A pesar de la muerte de su candidato a Vicepresidente Leo McGarry la noche electoral, Santos resultó elegido Presidente de los Estados Unidos por un estrecho margen tras derrotar a Arnold Vinick en el Colegio Electoral por 272 a 266 compromisarios. Santos ganó en su estado natal de Texas, mientras que Vinick hizo lo propio en California. El estado clave para la victoria de santos fue Nevada, donde ganó con una ventaja de unos 30.000 sufragios. Desoyendo la fuerte petición de su director de campaña, Vinick decidió no impugnar el resultado y reconoció su derrota. Santos ofrecería posteriormente a Vinick el puesto de Secretario de Estado en su gobierno, la cual aceptó con la condición de que su trabajo no se viese interferido por intereses partidistas de los demócratas.
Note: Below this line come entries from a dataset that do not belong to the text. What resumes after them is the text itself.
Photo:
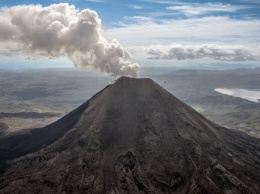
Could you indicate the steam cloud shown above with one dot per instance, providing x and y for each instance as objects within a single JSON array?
[
  {"x": 223, "y": 53},
  {"x": 62, "y": 30}
]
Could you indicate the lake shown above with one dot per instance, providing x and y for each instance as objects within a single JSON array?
[{"x": 251, "y": 95}]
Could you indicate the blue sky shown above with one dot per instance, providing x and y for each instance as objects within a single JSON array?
[{"x": 140, "y": 25}]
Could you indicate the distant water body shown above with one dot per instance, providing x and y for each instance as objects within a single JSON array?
[{"x": 251, "y": 95}]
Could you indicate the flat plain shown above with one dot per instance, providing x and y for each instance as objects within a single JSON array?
[{"x": 35, "y": 98}]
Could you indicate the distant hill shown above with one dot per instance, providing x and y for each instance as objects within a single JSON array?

Los últimos episodios de la serie cubren el final de la administración Bartlet y la llegada del nuevo gabinete de Santos, que empieza a tomar formar incluso antes de su investidura, siendo Josh Lyman su Jefe de Gabinete. Lyman contrata entonces a su viejo amigo y antiguo Subdirector de Comunicación de la Casa Blanca Sam Seaborn como su Adjunto. Como continuación a su trabajo en la campaña Santos-McGarry Louise Thornton fue nombrada Directora de Comunicación, Bram Howard fue nombrado nuevo Subdirector de Comunicaciones de la Casa Blanca mientras que Ronna Beckman se convirtió en la nueva Secretaria ejecutiva del Presidente. Por otra parte Donna Moss y Annabeth Schott entraron en el equipo de la Primera Dama como Jefa de Gabinete y Secretaria de Prensa respectivamente. A Amy Gardner le fue ofrecido el puesto de Directora de Asuntos Legislativos, mientras que el nombre de Ainsley Hayes sonó para el Consejo de Asesores de la Casa Blanca. Santos mostró su deseo de nombrar a Oliver Babish Fiscal General de los Estados Unidos y a Nancy McNally Embajadora en las Naciones Unidas. Su primera elección para ocupar la vicepresidencia fue Eric Baker, gobernador de Pennsylvania. Baker había sido uno de los principales candidatos a la nominación demócrata para las elecciones que ganó Santos, abandonando la carrera tras la derrota en las primarias de New Hampshire y retornando a ella de forma sorprendente durante la Convención Demócrata Nacional, hecho que provocó ciertos retrasos en la nominación, finalmente otorgada a Santos. El nuevo Presidente prefirió, una vez investido, nombrar Vicepresidente a Baker en virtud de la 25ª Enmienda a la Constitución, en lugar de someterlo a la aprobación virtualmente automática de los compromisarios del Colegio Electoral.